Re: [PATCH] Native FTP Relay

From: Amos Jeffries <squid3_at_treenet.co.nz>
Date: Mon, 11 Aug 2014 00:11:57 +1200

On 10/08/2014 2:44 p.m., Alex Rousskov wrote:
> On 08/08/2014 11:13 AM, Amos Jeffries wrote:
>> On 9/08/2014 4:57 a.m., Alex Rousskov wrote:
>>> On 08/08/2014 09:48 AM, Amos Jeffries wrote:
>>>> Audit results (part 1):
>>>> * Please apply CharacterSet updates separately.
>>>> * Please apply Tokenizer API updates separately.
>>>> * please apply src/HttpHdrCc.h changes separately.
>
>>> Why? If the branch is merged, they will be applied with their own/
>>> existing commit messages.
>
>> They are updates on previous feature changesets unrelated to FTP which
>> will block future parser alterations (also unrelated to FTP) being
>> backported if this project takes long to stabilize.
>>
>> If they have their own commit messages then cherrypicking out of the
>> branch should be relatively easy.
>
> Thank you for explaining your rationale.
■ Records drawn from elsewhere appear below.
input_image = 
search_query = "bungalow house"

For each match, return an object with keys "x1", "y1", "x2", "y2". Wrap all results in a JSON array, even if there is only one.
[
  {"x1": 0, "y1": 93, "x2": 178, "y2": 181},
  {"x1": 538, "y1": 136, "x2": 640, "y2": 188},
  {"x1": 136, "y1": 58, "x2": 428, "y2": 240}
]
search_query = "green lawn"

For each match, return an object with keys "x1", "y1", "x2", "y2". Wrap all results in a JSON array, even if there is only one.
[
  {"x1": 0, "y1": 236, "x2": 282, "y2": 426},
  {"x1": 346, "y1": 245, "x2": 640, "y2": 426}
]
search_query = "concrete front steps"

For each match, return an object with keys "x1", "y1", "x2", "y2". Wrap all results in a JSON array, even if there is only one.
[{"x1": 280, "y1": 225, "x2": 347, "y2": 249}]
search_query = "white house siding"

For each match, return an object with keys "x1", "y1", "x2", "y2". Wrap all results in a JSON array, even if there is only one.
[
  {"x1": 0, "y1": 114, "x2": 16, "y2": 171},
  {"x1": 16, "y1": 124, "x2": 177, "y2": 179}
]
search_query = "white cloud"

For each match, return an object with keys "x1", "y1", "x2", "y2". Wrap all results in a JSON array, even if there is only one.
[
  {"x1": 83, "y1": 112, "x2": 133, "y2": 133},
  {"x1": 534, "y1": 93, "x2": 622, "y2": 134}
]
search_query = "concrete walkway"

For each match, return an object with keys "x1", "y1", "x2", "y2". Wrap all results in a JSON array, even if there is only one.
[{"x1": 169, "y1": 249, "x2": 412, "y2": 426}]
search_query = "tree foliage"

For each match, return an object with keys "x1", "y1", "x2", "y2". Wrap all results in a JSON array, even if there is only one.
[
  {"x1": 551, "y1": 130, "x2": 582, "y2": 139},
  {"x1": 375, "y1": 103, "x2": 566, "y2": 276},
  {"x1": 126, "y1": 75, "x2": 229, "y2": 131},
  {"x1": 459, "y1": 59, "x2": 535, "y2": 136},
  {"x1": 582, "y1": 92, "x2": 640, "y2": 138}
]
To minimize overheads, let's
> come back to this issue if the branch is not merged soon.
>
>
>>>> * is FTP/1.1 really the protocol version of FTP parsed by Squid? (the
>>>> AnyP::ProtocolVersion parameters)
>
>> Okay, leave as-is but please document that as the reason for using that
>> version number
>
> Done. It was actually documented in the corresponding commit message. To
> provide _source code_ documentation in one place, I added
> Ftp::ProtocolVersion() and used that everywhere instead of hard-coded
> "1,1". It will be easier to track down all "1,1" users that way if
> somebody wants to change or polish this further later. See ftp/Elements.*

Thank you.
NP: I found two related spots that need converting as well. Highlighted
below in this round of audit notes.

>
> The resulting code required more changes than one may expect and is
> still a little awkward because Http::ProtocolVersion should have been
> just a function (not a class/type), and because PortCfg::setTransport
> internals did not belong to AnyP where they were placed. I did my best
> to avoid cascading changes required to fix all that by leaving
> Http::ProtocolVersion as is and moving PortCfg::setTransport() internals
> into cache_cf.cc where they can access FTP-specific code.
>
>
>> and a TODO about cleaning up the message processing to
>> stop assuming HTTP versions.
>
> Done in one of the many client_side.cc places where we still assume
> HTTP. Here is the new TODO:
>
>> /* RFC 2616 section 10.5.6 : handle unsupported HTTP major versions cleanly. */
>> /* We currently only support 0.9, 1.0, 1.1 properly */
>> /* TODO: move HTTP-specific processing into servers/HttpServer and such */
>> if ( (http_ver.major == 0 && http_ver.minor != 9) ||
>> (http_ver.major > 1) ) {
>
>
> This part of the problem will be gone when HTTP-specific code will be
> moved to HttpServer, but the ICAP compatibility part will not go away
> regardless of any cleanup.

The ICAP compatibility issue is a bug in ICAP or specific ICAP servers
that needs fixing there. HTTP itself can already (or shortly will) have
present "HTTP/2.0", "h2" or "h2-NN" message versions to be encapsulated.

>
>> in src/Server.cc:
>> * this change looks semantically wrong:
>> - if (!doneWithServer()) {
>> + if (mayReadVirginReplyBody()) {
>> closeServer();
>
> The change itself does not make the code look semantically wrong. On the
> semantics level, the code looks about the same before and after the change:
>
> Was: If we are not done with the server, close it.
> Now: If we are still reading from the server, close it.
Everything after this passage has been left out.